Carlos Almeida

Personal information
- Born: 24 September 1976 (age 48) Luanda, Angola
- Listed height: 193 cm (6.33 ft)
- Listed weight: 91 kg (201 lb)

Career information
- Playing career: 1987–2014
- Position: Shooting guard

Career history
- 1984–1987: E.R.T.
- 1987–2001: Petro Atlético
- 2001–2014: Primeiro de Agosto

= Carlos Almeida (basketball) =

Angolan basketball player (born 1976)

Carlos Domingues Bendinha de Almeida (born 24 September 1976) is an Angolan professional basketball shooting guard and a member of the Angola national basketball team. He is in height and 91 kg (200 pounds) in weight. Almeida played for Angola at the 2000 and the 2004 Summer Olympics, the 2002 and 2006 basketball world championship as well as the 2005, 2007 Africa championships and 2009 Africa championship.

In addition to playing basketball, he has been serving a second term as a member of the Angolan parliament, representing the ruling party, MPLA.
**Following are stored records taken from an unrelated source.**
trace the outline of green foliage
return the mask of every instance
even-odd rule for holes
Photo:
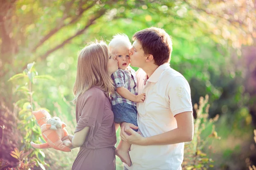
[[[16,92],[19,92],[23,95],[25,98],[19,100],[15,105],[19,108],[17,130],[24,134],[21,141],[21,148],[23,150],[19,151],[17,148],[15,148],[10,153],[19,160],[18,168],[20,170],[26,170],[34,165],[39,166],[43,170],[45,170],[44,166],[49,166],[45,162],[44,153],[40,150],[32,148],[30,144],[32,141],[39,143],[45,142],[41,136],[40,128],[32,114],[33,108],[38,108],[33,100],[34,92],[32,88],[38,79],[54,80],[54,79],[48,75],[38,76],[34,67],[35,64],[35,62],[28,64],[22,73],[12,76],[9,80],[15,82],[18,79],[23,78],[23,83],[25,83],[25,85],[21,83],[18,85],[16,90]]]
[[[186,170],[209,170],[214,167],[214,161],[212,158],[212,143],[216,139],[220,139],[215,131],[215,123],[218,119],[218,115],[214,119],[208,120],[209,116],[209,96],[205,98],[201,97],[199,105],[195,104],[197,118],[195,121],[193,140],[185,144],[184,161],[183,168]],[[206,129],[210,129],[211,132],[207,136],[202,135]],[[208,146],[207,153],[204,150],[206,146]]]
[[[204,156],[211,150],[209,145],[219,145],[219,151],[222,152],[219,154],[222,155],[223,152],[230,156],[239,152],[236,150],[241,147],[236,146],[241,144],[238,142],[234,148],[238,149],[228,148],[224,144],[232,137],[250,138],[246,133],[251,130],[253,118],[250,112],[255,99],[246,91],[244,84],[246,77],[250,76],[247,68],[253,73],[256,65],[252,62],[250,67],[244,63],[247,60],[244,51],[248,50],[243,48],[252,45],[256,37],[256,13],[251,0],[14,0],[1,3],[0,112],[9,110],[6,113],[9,115],[13,110],[15,115],[17,112],[18,119],[15,120],[18,129],[22,131],[25,127],[21,150],[29,149],[24,144],[29,140],[44,142],[31,114],[39,106],[55,116],[62,116],[69,124],[70,131],[73,131],[75,108],[70,101],[73,97],[77,53],[87,42],[95,38],[108,42],[118,33],[125,33],[131,40],[137,31],[152,26],[163,28],[172,37],[171,66],[188,80],[193,103],[209,94],[208,119],[218,114],[220,116],[215,125],[222,140],[212,145],[211,140],[203,144],[197,137],[194,139],[198,142],[197,146],[205,148],[198,149],[201,152],[197,158],[202,159],[190,164],[192,168],[210,167],[211,163],[208,166],[206,162],[210,161],[208,153]],[[201,123],[199,126],[203,127]],[[207,123],[210,125],[206,124],[201,132],[202,141],[212,132],[212,123]],[[192,153],[197,153],[192,149]],[[69,156],[48,150],[44,150],[44,158],[39,151],[28,157],[34,156],[42,164],[47,162],[52,169],[70,169],[75,152]],[[211,154],[212,157],[215,155]],[[217,160],[216,157],[212,159]],[[55,158],[64,163],[54,161]],[[118,164],[121,168],[120,162]]]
Carlos Almeida has won seven FIBA Africa Championship titles.

On 17 April 2014, Almeida played his last official game in the 1st leg of the 2014 Angola Basketball Cup against Petro de Luanda, a match involving the two most important clubs in his career. At the end of the game, honours were paid to him for his long, successful basketball career.